Mr. President and Members of the Legislative Council,

"Great efforts have been made to draw away young men from schools and colleges and to induce professional men to give up their careers. Great efforts have been made to prevent voters from going to the polls. But these efforts have met with little success. The elections have undoubtedly given the province a really representative legislative council. The chief opponents of the reforms have shown by word and act that their aim is not the ordered development of political institutions in India but the expulsions of Western civilization from India—a course involving the reversion to the condition of disorder, lawlessness and internecine strife such as prevailed in the unsettled times before the advent of British rule."

"The tenantry were widely stirred up. The criminal classes took advantage of the occasion and serious trouble ensued in which there was regrettable loss of life. A full report on the Rae Bareli disturbances will be published within a few days. It was fortunately possible to restore order without calling in military aid from outside, and for this I have already congratulated the local authorities and others concerned. Statements, I may say that all reports from both Rae Bareli and Fyzabad indicate that the tenantry are actuated by no hostility to Government or to Europeans.
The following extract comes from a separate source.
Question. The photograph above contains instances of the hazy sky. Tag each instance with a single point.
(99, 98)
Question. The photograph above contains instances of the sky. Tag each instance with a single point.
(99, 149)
The agitators have endeavoured to stir up such hostility."

"As for my Government I have chosen as colleagues without favour strong and independent men. They will have my complete confidence in all matters, and it is my desire that we should work together as far as possible as one Government. I shall endeavour to secure that we all, Europeans and Indians, work together on harmonious lines as brother-subjects of the King-Emperor; and I pray that the Reforms Scheme which we are commencing to-day will and largely and effectively to the well-being and happiness of this ancient land of Hindustan."

APPENDIX VIII
Extracts from the speech delivered by His Excellency Sir Harcourt Butler
at a meeting of the United Provinces Legislative Council

28th March 1921

Mr. President and Members of the Legislative Council,

"The recent disorder in Rae Bareli has necessitated a further reconsideration of the question. Whereas the former disorders in Rae Bareli were largely agrarian in origin the recent disorders were mainly political in origin and wholly revolutionary".

"The result of the disorders has been an unfortunate loss of life, for which the agitators are directly responsible, and a feeling of insecurity which if unchecked may spread with untoward results, affecting innocent and guilty alike. Confronted with an elemental question as to the maintenance of order, my Government came unanimously to the conclusion that it was necessary to stop the campaign of unconstitutional agitation and lying, propaganda which has been carried on the four south-eastern districts of Outh—Rae Bareli, Partabgarh, Sultanpur and Fyzabad. We therefore applied to the Government of India to extend the Seditious Meetings Act to those four districts. This has been done".

"I believe that this action will have the support of this Council and of responsible people generally in this province. With the non-co-operators we can have nothing to do beyond meeting their mischievous activities. Their movement is a revolutionary movement playing on passion and pandering to ignorance but the mass of people are loyal and all their interests are bound up with the maintenance of order."